Soon afterwards, she had turned from William’s caresses.
“Please,” she’d said. It was not to William that she had begged, but to whom, she knew not. Please.
She listened to the thump of the mauls, the rasping of saws; and heard in the sound William’s restless search for betterment.
In the meeting house, Mary closed her eyes. Littlemary sat beside her, bravely upright although she was white-faced and weak.
“We read in 2 Corinthians 3:6: ‘Who also hath made us able ministers of the new testament; not of the letter, but of the Spirit: for the letter killeth, but the Spirit giveth life.’ ” The minister followed Anne Hutchinson’s teachings.
Within ourselves, we may apprehend God.
So Anne had told her, in her strong voice. Thinking of Anne, Mary felt such a sickening as a child feels before punishment.
She looked at the bent heads of the Newport women. She worked side by side with them at whangs, spoke with them of pickles and radishes, of flax and thistles; they met her eyes with bland friendliness and she wondered what they said about her. They must respect her as the wife of a successful farmer, merchant and politician. Yet her education accorded only wariness, resentment. And since, after the birth of each child, she did not invite the women for ale and cakes but, rather, vanishe
d from view, the other wives were affronted. They did not visit or send food.
She no longer prayed nor asked for forgiveness. God’s silence was absolute and the light of the world was not hers, neither beauty nor joy nor peace—the baby’s face beneath his pudding cap, wild roses in a pewter pitcher. She was restrained as if by a forbidding hand. Feel no joy. This is not for you.
She turned her eyes to the window and watched the silent, tossing leaves.
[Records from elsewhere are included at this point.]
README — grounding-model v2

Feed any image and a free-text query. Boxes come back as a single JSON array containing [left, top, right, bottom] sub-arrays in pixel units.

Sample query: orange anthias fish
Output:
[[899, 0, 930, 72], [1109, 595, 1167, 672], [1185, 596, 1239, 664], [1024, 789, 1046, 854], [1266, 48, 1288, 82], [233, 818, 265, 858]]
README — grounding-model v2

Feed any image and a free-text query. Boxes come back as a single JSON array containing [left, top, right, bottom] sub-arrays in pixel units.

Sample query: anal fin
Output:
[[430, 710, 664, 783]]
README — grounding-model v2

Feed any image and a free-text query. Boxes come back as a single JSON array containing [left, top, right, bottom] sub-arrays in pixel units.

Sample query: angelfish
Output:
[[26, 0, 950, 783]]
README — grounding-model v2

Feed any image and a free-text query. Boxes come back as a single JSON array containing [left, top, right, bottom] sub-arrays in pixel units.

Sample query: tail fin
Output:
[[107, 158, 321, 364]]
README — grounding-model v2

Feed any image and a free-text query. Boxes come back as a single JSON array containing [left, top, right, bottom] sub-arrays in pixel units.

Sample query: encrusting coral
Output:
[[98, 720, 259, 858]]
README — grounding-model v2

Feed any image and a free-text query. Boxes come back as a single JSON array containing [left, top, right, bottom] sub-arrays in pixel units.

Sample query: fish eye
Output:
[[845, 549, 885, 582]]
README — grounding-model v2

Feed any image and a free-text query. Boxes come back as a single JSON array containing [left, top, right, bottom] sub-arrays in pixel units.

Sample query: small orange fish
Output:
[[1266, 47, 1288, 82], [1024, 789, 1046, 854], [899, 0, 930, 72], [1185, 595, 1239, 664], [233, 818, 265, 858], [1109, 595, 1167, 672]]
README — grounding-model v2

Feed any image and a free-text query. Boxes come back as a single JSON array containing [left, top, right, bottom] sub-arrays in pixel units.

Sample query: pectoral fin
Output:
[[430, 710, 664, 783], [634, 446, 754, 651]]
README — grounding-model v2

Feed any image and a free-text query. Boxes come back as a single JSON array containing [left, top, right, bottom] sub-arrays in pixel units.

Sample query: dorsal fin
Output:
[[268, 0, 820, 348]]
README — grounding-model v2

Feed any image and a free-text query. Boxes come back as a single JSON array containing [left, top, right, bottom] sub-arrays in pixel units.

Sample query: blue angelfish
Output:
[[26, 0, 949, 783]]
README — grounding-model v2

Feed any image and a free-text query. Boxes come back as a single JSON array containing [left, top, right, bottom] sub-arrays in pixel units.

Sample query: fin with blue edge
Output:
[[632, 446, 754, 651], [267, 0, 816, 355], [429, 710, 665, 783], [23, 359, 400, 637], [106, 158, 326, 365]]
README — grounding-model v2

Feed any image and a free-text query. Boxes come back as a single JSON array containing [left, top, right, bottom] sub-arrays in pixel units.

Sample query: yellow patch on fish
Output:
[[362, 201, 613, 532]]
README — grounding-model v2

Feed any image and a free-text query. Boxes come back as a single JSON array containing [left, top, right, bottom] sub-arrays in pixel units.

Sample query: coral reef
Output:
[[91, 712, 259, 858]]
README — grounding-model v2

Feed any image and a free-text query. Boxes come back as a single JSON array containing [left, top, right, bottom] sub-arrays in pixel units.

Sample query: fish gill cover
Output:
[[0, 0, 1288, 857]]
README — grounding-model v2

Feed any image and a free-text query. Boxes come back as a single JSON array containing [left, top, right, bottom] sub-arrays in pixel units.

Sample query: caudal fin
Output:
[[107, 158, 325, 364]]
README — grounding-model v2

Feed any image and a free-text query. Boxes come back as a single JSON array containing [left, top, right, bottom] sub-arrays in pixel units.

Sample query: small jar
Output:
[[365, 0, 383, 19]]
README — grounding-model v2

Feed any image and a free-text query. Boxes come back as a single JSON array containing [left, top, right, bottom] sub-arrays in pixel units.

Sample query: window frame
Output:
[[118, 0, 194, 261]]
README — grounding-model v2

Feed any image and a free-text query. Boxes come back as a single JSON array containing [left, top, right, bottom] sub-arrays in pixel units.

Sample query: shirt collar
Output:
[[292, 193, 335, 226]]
She had become a vessel for bearing children, never knowing when God might see fit to send another monster or call home the tiny creatures.
“Let us now give thanks for the life of Littlemary Dyer,” the minister said.
Only last week she had stood behind two men in Newport. They did not see her, and she had heard one tell the other of a newly published pamphlet. “New England Heretic, Mother of a Monster,” he’d murmured.
Fury had pushed her past, shaken by the same violent impulse that had made her stand at the Boston meeting house and walk down the aisle with Anne.
August 1650
My beloved Mary,
I must needs report the death of your Uncle Colyn. He rose to withstand the raging of a client who was distraught over a settlement and did blame your uncle. I heard the shouts and ran from the surgery but my husband had fallen. ’Twas too late, there was naught to do. He lies in the churchyard with your parents and brother.
I would have you come home once more before I die, for depart I will, soon, called by my Lord. A dimness comes over my eyes and a doddering to my limbs. I know that I bear disease. ’Tis new and I despair, for I have many demands upon me, a child arrived this day with oak splinter in the eye …
The children came through the door carrying baskets of mottled yellow apples. They poured the overripe fruit into wooden basins with a knocking rumble, went out for more. Over the fire, a kettle of beans hung from its pothook, making quiet slaps. The smell of baking bread wafted from the oven as Sinnie swung open the iron door and thrust her arm into the heat to tap the crusts.